Situasi ekonomi saat ini semakin memperburuk kondisi kelas menengah di Indonesia. Salah satu indikator utama adalah penurunan transaksi QRIS yang dilaporkan oleh beberapa bank. Bank Jatim, misalnya, mencatat penurunan nominal transaksi QRIS sejak Juni hingga Agustus 2024. Meskipun ada kenaikan tipis pada bulan Agustus, tren menurun ini tetap menjadi isu yang perlu diperhatikan. Direktur Utama Bank Jatim, Busrul Iman, menjelaskan bahwa meski ada peningkatan dalam delapan bulan terakhir, tren penurunan ini berlangsung sejak Juni, sejalan dengan deflasi inti yang berlangsung empat bulan berturut-turut sejak Mei.
Data dari Badan Pusat Statistik (BPS) juga menunjukkan penurunan jumlah kelas menengah dari 57,33 juta orang atau 21,45% dari total penduduk pada tahun 2019, menjadi hanya 47,85 juta orang atau 17,13% pada tahun 2024. Artinya, sebanyak 9,48 juta warga kelas menengah telah turun kasta. Sementara itu, kelompok kelas menengah rentan meningkat dari 128,85 juta atau 48,20% menjadi 137,50 juta atau 49,22%. Angka kelompok masyarakat rentan miskin juga membengkak dari 54,97 juta orang atau 20,56% menjadi 67,69 juta orang atau 24,23%.
Bank Oke Indonesia (DNAR) atau OK Bank Indonesia melaporkan penurunan tabungan yang terhimpun sebesar 12% secara tahunan atau year on year (yoy) per 4 September 2024. Direktur Kepatuhan OK Bank, Efdinal Alamsyah, menyatakan bahwa penurunan daya beli membuat nasabah mengalihkan pengeluaran mereka ke kebutuhan dasar atau barang yang lebih esensial. Hal ini tercermin dari perubahan pola transaksi, seperti penurunan di kategori hiburan atau restoran, sementara ada peningkatan di kategori bahan makanan atau kebutuhan rumah tangga.

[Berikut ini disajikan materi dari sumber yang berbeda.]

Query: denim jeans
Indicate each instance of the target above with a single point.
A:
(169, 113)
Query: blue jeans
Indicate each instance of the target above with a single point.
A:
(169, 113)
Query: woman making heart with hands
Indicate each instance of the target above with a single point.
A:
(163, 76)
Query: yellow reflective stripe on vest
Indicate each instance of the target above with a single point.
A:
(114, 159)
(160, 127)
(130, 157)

Bank swasta terbesar di Indonesia, BCA, juga tidak luput dari dampak ini. Presiden Direktur BCA, Jahja Setiaatmadja, mengakui bahwa kredit ritel terdampak, meskipun tren tersebut tidak berpengaruh pada transaksi QRIS atau debit. Namun, kredit konsumsi seperti KPR dan KKB tetap bertumbuh karena bunga yang murah. "Naik, KPR dan KKB bagus karena bunga murah," kata Jahja. Ini menunjukkan bahwa meski daya beli menurun, kebijakan bunga rendah masih dapat mendorong pertumbuhan di sektor tertentu.

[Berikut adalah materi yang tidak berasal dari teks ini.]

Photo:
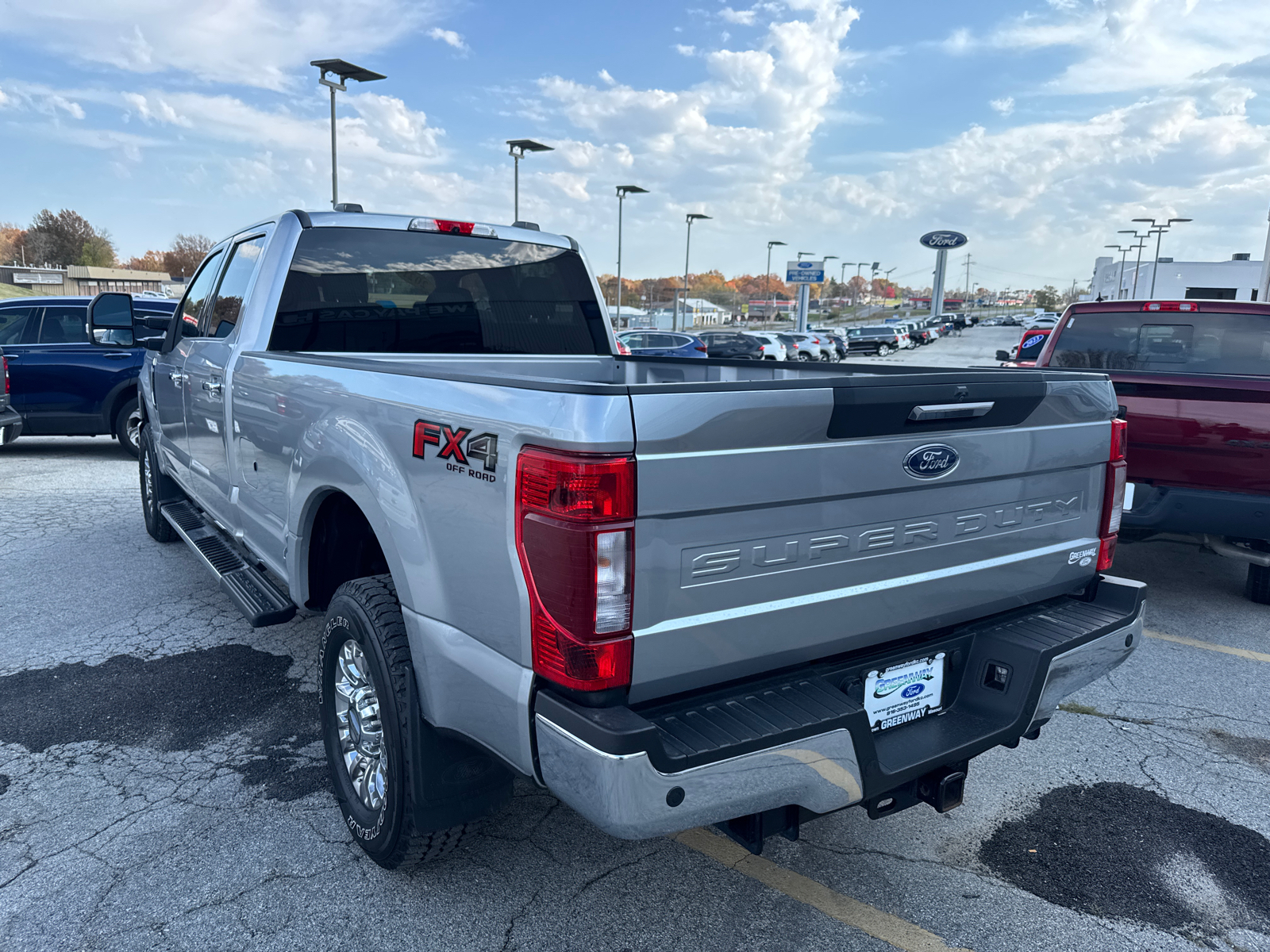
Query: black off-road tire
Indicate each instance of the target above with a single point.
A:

Direktur Utama BJB, Yuddy Renaldi, menggambarkan dampak dari tren penurunan konsumsi kelas menengah. Meskipun frekuensi transaksi masih bertumbuh, nilai transaksinya telah menurun. Misalnya, nasabah yang sebelumnya menghabiskan Rp100 ribu untuk membeli 10 barang, kini hanya bisa membeli 8-9 barang dengan nominal yang sama. "Artinya bukan dari jumlah nilai uang yang dihabiskan, tetapi dari daya beli uang tersebut, inflasi dan daya beli telah menekan daya beli," jelas Yuddy.
Pola konsumsi yang berubah ini mencerminkan adaptasi masyarakat terhadap kondisi ekonomi yang sulit. Mereka cenderung lebih selektif dalam menghabiskan uang, fokus pada kebutuhan dasar dan mengurangi pengeluaran untuk barang non-esensial. Ini berarti bahwa sektor-sektor yang bergantung pada konsumsi kelas menengah akan mengalami tekanan lebih besar, sementara sektor lain yang menyediakan kebutuhan dasar mungkin mendapatkan peluang baru.